第201話 米帝と国際圧力
「そう言うこと。なんでもアメリカさんが水島の旦那を自分の保護対象者だって同盟に言ってきたらしいんだわ。それで秘密裏に奴は地球に出国済み……俺達は骨折り損のくたびれもうけだ。まあかなめ坊は骨折り損どころの騒ぎじゃなかったけどな」
嵯峨は力なく笑った。誠はあまりの結末に絶句した。
「警察は何も言ってないんですか?あそこは自分の手柄にしたくてうずうずしているはずなんですが……」
カウラも納得がいかないというようにそう抗議した。
「お前等の御守の杉田とか言う刑事がいたろ?奴は外事課の出でね。そう言う所にも明るかったんでね。それに豊川署の署長も将来を嘱望されているキャリアさんだ。その点は空気を呼んだんだろ?アメリカ相手に喧嘩しても誰も何も得をしない。

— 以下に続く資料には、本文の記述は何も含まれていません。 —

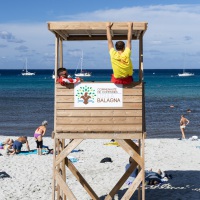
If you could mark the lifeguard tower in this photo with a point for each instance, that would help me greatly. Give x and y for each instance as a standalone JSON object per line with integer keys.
{"x": 122, "y": 123}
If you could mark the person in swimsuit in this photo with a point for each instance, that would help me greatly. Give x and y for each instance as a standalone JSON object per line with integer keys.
{"x": 183, "y": 123}
{"x": 64, "y": 79}
{"x": 17, "y": 145}
{"x": 121, "y": 57}
{"x": 38, "y": 135}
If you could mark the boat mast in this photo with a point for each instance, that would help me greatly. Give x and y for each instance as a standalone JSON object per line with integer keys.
{"x": 81, "y": 61}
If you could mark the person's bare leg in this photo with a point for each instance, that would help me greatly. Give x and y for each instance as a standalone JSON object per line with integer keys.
{"x": 183, "y": 133}
{"x": 39, "y": 150}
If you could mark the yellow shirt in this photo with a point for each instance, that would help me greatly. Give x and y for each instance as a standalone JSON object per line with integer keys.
{"x": 121, "y": 63}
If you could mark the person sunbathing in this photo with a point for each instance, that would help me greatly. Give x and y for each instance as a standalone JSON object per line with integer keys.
{"x": 17, "y": 145}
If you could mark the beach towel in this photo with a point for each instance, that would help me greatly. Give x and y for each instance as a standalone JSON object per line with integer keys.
{"x": 107, "y": 159}
{"x": 32, "y": 152}
{"x": 4, "y": 175}
{"x": 75, "y": 151}
{"x": 112, "y": 144}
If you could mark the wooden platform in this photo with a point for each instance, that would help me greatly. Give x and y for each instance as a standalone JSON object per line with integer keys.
{"x": 95, "y": 30}
{"x": 120, "y": 123}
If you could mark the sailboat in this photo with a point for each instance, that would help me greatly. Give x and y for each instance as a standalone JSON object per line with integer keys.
{"x": 186, "y": 73}
{"x": 27, "y": 73}
{"x": 82, "y": 73}
{"x": 53, "y": 75}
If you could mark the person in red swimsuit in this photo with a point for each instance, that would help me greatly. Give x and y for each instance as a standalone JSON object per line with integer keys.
{"x": 38, "y": 135}
{"x": 120, "y": 57}
{"x": 63, "y": 78}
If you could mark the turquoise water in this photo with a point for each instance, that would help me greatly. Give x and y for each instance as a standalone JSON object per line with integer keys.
{"x": 26, "y": 101}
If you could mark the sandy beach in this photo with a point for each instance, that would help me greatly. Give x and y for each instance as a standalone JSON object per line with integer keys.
{"x": 30, "y": 176}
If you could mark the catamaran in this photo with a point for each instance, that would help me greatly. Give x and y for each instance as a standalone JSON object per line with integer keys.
{"x": 27, "y": 73}
{"x": 186, "y": 74}
{"x": 82, "y": 73}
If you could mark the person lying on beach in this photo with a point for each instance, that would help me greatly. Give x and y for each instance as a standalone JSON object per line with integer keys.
{"x": 64, "y": 79}
{"x": 17, "y": 145}
{"x": 121, "y": 57}
{"x": 151, "y": 178}
{"x": 38, "y": 135}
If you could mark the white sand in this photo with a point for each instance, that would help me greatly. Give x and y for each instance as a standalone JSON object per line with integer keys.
{"x": 31, "y": 175}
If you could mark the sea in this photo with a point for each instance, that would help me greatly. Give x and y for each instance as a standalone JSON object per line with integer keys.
{"x": 25, "y": 101}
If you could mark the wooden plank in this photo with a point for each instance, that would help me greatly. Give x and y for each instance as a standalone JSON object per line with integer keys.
{"x": 133, "y": 85}
{"x": 68, "y": 99}
{"x": 99, "y": 128}
{"x": 121, "y": 181}
{"x": 125, "y": 106}
{"x": 99, "y": 135}
{"x": 80, "y": 178}
{"x": 74, "y": 26}
{"x": 98, "y": 113}
{"x": 126, "y": 92}
{"x": 64, "y": 187}
{"x": 98, "y": 120}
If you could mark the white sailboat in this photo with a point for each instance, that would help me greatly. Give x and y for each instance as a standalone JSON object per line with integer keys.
{"x": 186, "y": 73}
{"x": 27, "y": 73}
{"x": 82, "y": 73}
{"x": 53, "y": 75}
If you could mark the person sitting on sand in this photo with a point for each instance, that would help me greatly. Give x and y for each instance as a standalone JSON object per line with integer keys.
{"x": 64, "y": 79}
{"x": 38, "y": 135}
{"x": 7, "y": 144}
{"x": 17, "y": 145}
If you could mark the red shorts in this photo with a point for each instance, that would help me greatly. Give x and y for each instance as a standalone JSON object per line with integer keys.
{"x": 123, "y": 81}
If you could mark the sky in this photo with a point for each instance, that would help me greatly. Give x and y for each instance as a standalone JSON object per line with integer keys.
{"x": 172, "y": 40}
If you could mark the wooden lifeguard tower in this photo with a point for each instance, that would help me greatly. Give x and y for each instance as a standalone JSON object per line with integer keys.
{"x": 122, "y": 124}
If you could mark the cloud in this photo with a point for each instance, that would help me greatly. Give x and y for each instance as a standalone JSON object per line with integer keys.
{"x": 22, "y": 48}
{"x": 9, "y": 37}
{"x": 172, "y": 30}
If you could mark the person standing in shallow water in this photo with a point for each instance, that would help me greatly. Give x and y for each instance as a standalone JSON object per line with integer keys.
{"x": 183, "y": 123}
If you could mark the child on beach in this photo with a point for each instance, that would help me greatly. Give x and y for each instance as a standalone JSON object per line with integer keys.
{"x": 38, "y": 135}
{"x": 17, "y": 145}
{"x": 7, "y": 144}
{"x": 64, "y": 79}
{"x": 121, "y": 57}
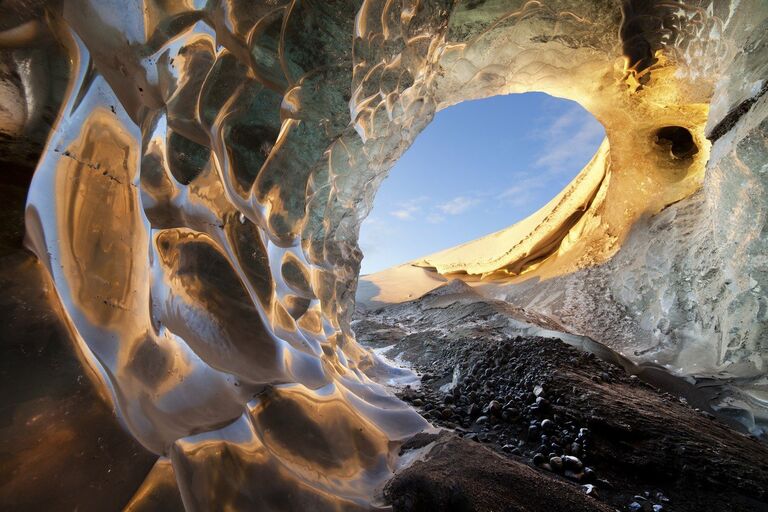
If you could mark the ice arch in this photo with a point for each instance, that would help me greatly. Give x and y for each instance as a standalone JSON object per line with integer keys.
{"x": 198, "y": 202}
{"x": 478, "y": 167}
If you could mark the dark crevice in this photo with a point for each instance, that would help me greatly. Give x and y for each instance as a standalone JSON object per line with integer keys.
{"x": 679, "y": 141}
{"x": 730, "y": 120}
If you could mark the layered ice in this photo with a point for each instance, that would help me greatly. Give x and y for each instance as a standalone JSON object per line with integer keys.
{"x": 199, "y": 196}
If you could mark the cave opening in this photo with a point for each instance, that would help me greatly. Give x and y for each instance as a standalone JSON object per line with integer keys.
{"x": 477, "y": 168}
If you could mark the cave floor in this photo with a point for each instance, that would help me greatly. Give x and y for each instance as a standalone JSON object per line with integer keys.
{"x": 524, "y": 412}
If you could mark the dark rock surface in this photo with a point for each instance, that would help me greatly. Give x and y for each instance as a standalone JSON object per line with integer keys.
{"x": 563, "y": 411}
{"x": 485, "y": 481}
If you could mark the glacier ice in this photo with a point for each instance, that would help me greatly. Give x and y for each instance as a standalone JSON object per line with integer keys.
{"x": 199, "y": 196}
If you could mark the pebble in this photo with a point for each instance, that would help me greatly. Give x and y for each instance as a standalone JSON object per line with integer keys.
{"x": 572, "y": 463}
{"x": 590, "y": 490}
{"x": 494, "y": 407}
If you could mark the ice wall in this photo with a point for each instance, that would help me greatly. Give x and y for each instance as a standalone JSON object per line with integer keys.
{"x": 198, "y": 202}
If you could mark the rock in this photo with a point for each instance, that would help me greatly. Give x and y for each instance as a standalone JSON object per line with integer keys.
{"x": 572, "y": 463}
{"x": 493, "y": 407}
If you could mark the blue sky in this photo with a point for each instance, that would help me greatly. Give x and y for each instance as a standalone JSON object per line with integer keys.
{"x": 480, "y": 166}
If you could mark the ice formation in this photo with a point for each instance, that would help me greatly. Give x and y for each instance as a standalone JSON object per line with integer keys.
{"x": 198, "y": 201}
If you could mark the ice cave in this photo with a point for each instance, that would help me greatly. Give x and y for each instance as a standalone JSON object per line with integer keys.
{"x": 183, "y": 322}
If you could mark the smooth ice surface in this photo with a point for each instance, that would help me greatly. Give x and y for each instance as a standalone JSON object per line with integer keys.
{"x": 198, "y": 204}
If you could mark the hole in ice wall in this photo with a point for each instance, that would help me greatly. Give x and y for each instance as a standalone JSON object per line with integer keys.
{"x": 480, "y": 166}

あの国とはね、関わり合いにならずにただの貿易相手として利益をむしり取ってやるのが賢い国の運営方針なんだ」
苦々しげな笑みを浮かべて嵯峨は扇で埃を避けた。
「これが結末か……これで納得しろって訳だな」
かなめはそう言うと嵯峨に背を向けた。
「西園寺、怒らないのか?」
尋ねるカウラにかなめは軽く手を振った。
「こんなこと軍の工作員時代はよくあった話だ……今回は何も起きなかった……世の中は平和だった……そう思えって話だろ?」
やけに物わかりの良いかなめに誠は唖然とすると同時にかなめの生きてきた工作員の世界では良くある話なのだろうと推測した。
「そう言うこと」
出ていくかなめを見送りながら嵯峨はそう言って視線を誠に向けた。
「神前。これが世の中なんだ……悲しいけど仕方ないよね」
嵯峨の言葉に誠は息をのんだ。
「まあ仕方ないじゃないの。誠ちゃん、今日は月島屋で飲みましょ。おごるわよ」
そう言ってアメリアは誠の肩を叩いた。
「そんなもんですか……」
誠もカウラもただ納得できないというようにその場に立ち尽くした。